2.      Sont irrecevables des conclusions aux fins d’annulation qui ne permettent pas d’identifier l’acte faisant grief dont le requérant poursuit l’annulation. En effet, de telles conclusions ne satisfont pas aux conditions énoncées à l’article 35, paragraphe 1, sous d), du règlement de procédure du Tribunal de la fonction publique et qui veulent que la requête introductive d’instance contienne l’objet du litige et les conclusions du requérant. Lorsqu’un requérant demande l’annulation de tous les actes connexes, consécutifs et préalables à une décision de promotion, l’absence d’identification claire et précise des actes contestés ne permet pas de regarder les conclusions susmentionnées comme satisfaisant aux dispositions de l’article 35, paragraphe 1, sous d), du règlement de procédure. Par suite, de telles conclusions doivent être rejetées comme irrecevables.

(voir points 148 et 149)

Référence à :

Tribunal de première instance : 24 mars 1993, Benzler/Commission, T‑72/92, points 16, 18 et 19

Tribunal de la fonction publique : 26 juin 2008, Nijs/Cour des comptes, F‑1/08, point 46


3.      Dans le silence du règlement du personnel de la Banque européenne d’investissement, il convient, non pas de faire directement application des règles du statut des fonctionnaires, ce qui méconnaîtrait la nature spécifique du régime applicable aux membres du personnel de la Banque, mais de s’inspirer de ces règles et d’en faire une application par analogie, en relevant que les litiges purement internes entre la Banque et ses employés s’apparentent, par nature, aux litiges entre les institutions de l’Union et leurs fonctionnaires ou agents.

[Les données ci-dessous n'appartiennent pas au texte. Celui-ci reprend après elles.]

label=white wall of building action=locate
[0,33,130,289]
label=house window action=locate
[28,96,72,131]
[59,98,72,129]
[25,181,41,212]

En particulier, il y a lieu d’appliquer par analogie aux recours des membres du personnel de la Banque la règle résultant de l’article 91, paragraphe 1, du statut, selon laquelle le juge de l’Union ne dispose d’aucun titre de compétence si le recours dont il est saisi n’est pas dirigé contre un acte que l’administration aurait adopté pour rejeter les prétentions du requérant. En outre, lorsque la Banque est saisie par un membre du personnel d’une demande l’invitant à prendre à son égard une décision, il y a lieu de faire application par analogie des dispositions de l’article 90, paragraphe 1, du statut, et de juger que le défaut de réponse à cette demande dans un délai raisonnable de quatre mois fait naître une décision implicite de rejet susceptible de faire l’objet d’un recours devant le Tribunal de la fonction publique.

(voir points 153 à 155)

Référence à :

Tribunal de première instance : De Nicola/BEI, précité, points 100 et 101

Tribunal de la fonction publique : 30 novembre 2009, De Nicola/BEI, F‑55/08, point 239, faisant l’objet d’un pourvoi pendant devant le Tribunal de l’Union européenne, affaire T‑37/10 P


4.      Le respect des droits de la défense dans toute procédure ouverte à l’encontre d’une personne et susceptible d’aboutir à un acte faisant grief constitue un principe fondamental du droit de l’Union et doit être assuré même en l’absence d’une disposition expresse prévue à cette fin par la réglementation concernant la procédure en cause. Ce principe, qui répond aux exigences d’une bonne administration, impose qu’avant l’adoption définitive d’un rapport d’appréciation le membre du personnel se soit vu offrir la possibilité d’être utilement entendu par son supérieur hiérarchique. Lorsque l’entretien d’évaluation d’un membre du personnel de la Banque européenne d’investissement avec ses supérieurs hiérarchiques n’est pas, parce qu’il présente un caractère purement formel et ne porte que sur une partie des questions devant faire l’objet d’un tel échange, conduit de manière régulière, ne permettant pas à l’intéressé de faire valoir utilement ses observations, le principe du respect des droits de la défense ainsi que les règles relatives à la procédure d’évaluation sont méconnus. Certes, pour qu’une violation du principe du respect des droits de la défense entraîne l’annulation d’un acte, il faut que, en l’absence de cette irrégularité, la procédure ait pu aboutir à un résultat différent. Mais, dès lors qu’il n’est pas exclu que, si le membre du personnel avait été mis à même de faire valoir utilement ses observations et si l’entretien d’évaluation avait été conduit régulièrement, son rapport d’appréciation ait été différent, ladite violation doit entraîner l’annulation de cet acte.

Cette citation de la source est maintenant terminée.